O caso tem mudado a cada notícia. Já não se trata apenas de o director da PJ pedir a um fornecedor da instituição para lhe fazer umas obras particulares, mas a um fornecedor com alegados problemas fiscais e judiciais. Já não são apenas obras particulares, mas serviços que diríamos “para-policiais”, que podem ter comprometido provas de uma investigação ao tráfico de droga. Quanto mais sabemos, mais parece haver para explicar.
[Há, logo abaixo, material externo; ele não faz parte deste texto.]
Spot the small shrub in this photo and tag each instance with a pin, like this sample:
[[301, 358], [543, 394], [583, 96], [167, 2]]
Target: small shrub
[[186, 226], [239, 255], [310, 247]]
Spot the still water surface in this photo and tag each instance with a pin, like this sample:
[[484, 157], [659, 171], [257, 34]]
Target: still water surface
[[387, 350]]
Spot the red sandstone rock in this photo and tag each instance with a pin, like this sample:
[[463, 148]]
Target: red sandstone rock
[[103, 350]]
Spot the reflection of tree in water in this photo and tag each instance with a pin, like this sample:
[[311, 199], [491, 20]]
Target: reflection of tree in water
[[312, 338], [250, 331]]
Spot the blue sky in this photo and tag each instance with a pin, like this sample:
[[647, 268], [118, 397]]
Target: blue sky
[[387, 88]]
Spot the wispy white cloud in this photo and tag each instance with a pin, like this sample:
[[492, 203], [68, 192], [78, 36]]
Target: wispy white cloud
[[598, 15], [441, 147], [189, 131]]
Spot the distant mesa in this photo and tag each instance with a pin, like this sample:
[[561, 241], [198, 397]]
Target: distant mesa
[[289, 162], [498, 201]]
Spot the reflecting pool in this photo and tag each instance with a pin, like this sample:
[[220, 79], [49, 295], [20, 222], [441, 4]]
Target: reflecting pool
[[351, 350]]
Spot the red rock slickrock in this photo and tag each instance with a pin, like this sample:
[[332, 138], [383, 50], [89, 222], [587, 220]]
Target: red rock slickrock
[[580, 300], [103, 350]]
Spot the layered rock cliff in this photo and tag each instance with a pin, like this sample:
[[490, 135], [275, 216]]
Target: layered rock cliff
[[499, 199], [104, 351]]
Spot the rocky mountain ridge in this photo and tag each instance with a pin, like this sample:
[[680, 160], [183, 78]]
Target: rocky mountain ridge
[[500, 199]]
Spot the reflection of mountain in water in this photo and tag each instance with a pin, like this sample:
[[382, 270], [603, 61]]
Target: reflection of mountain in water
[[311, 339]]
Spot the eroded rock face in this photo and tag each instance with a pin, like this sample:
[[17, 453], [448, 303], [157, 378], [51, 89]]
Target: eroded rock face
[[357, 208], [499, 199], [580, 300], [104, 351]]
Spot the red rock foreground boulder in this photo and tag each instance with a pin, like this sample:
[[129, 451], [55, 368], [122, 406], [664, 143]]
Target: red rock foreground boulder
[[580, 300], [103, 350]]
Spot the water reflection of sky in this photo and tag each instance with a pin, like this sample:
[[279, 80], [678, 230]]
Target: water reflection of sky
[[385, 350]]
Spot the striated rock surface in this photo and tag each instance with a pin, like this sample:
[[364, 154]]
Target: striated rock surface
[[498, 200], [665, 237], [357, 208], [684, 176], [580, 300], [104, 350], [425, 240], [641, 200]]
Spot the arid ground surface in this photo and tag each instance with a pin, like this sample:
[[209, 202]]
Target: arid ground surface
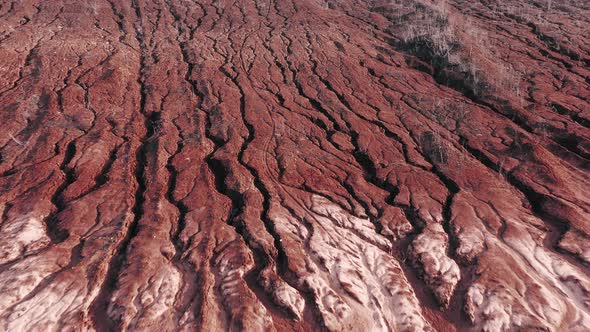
[[346, 165]]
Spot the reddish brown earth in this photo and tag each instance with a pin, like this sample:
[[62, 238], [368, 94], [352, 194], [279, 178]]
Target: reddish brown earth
[[344, 165]]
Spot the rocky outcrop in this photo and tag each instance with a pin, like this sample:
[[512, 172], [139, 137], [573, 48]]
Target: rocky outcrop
[[407, 165]]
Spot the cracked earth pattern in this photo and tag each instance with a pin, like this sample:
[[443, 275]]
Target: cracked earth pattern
[[185, 165]]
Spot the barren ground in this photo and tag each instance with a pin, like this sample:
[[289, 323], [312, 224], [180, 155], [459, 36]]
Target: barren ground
[[403, 165]]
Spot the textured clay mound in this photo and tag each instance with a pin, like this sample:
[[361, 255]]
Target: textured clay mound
[[351, 165]]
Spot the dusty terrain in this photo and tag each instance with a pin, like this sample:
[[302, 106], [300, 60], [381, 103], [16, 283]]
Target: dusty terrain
[[403, 165]]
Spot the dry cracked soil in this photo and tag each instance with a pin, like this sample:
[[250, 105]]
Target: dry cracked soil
[[294, 165]]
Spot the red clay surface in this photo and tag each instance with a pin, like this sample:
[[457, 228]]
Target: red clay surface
[[407, 165]]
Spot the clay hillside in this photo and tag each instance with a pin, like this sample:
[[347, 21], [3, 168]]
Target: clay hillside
[[295, 165]]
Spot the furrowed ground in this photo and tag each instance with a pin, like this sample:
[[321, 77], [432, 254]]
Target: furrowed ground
[[288, 165]]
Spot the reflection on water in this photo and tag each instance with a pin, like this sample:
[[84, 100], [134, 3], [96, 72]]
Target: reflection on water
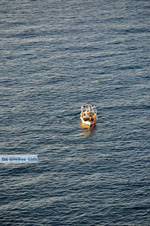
[[86, 130]]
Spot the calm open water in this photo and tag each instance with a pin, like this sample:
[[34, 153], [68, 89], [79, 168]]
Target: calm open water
[[55, 56]]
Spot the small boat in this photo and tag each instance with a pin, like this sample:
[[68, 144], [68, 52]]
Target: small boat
[[88, 115]]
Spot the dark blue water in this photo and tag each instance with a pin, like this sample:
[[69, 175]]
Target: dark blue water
[[54, 57]]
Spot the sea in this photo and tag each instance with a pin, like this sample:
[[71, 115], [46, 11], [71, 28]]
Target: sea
[[55, 56]]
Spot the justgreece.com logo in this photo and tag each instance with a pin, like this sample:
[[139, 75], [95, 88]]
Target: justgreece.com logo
[[18, 158]]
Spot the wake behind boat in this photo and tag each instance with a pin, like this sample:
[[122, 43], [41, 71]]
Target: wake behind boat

Há quem ache que estamos a exigir aos governantes uma seriedade de que muitos portugueses, enquanto cidadãos privados, nem sempre dão provas perante a burocracia ou o fisco. Não estará o país, nesta história, na posição dos leitores de Baudelaire? Não, não está. A diferença é aquela que existe entre quem exerce cargos públicos e quem vive como cidadão privado. Quem vive como cidadão privado prevarica usando o seu engenho e arte. Quem exerce cargos públicos prevarica usando o poder do Estado. Por isso, quem exerce cargos públicos, quando prevarica, compromete o poder do Estado, isto é, subverte a sua legitimidade e a sua eficácia: não se limita a beliscar a lei, degrada as instituições.
O que está em causa neste caso não é a probidade de um cidadão privado que por desleixo ou exasperação fugiu a regras ou ignorou procedimentos. O que aqui está em causa é outra coisa: é a idoneidade para exercer funções públicas de quem, numa posição de poder, poderá ter abusado do Estado e permitido a outros abusar também. Notem bem: não estou a dizer que foi isto que aconteceu. Estou a dizer que temos de saber, com toda a certeza, se foi ou não isto que aconteceu.
Desse esclarecimento depende a capacidade de Luís Neves levar a cabo a governação supostamente revolucionária que anunciou. Neste momento, para fazer reformas, até pelas resistências que ele próprio antecipa, Luís Neves é a pessoa errada no lugar errado. Mas para ocupar o poder, ou até, como alguns já sugeriram, para facilitar uma certa promiscuidade entre o governo e a oposição socialista, que tanto demonstra estimá-lo, para isso, sim, talvez ele sirva, mesmo de asa ferida. Por tanto, se Luís Neves continuar no governo, sem este caso estar esclarecido, temos todos os motivos para o ver, não como apenas mais um ministro, mas como a definição política deste governo.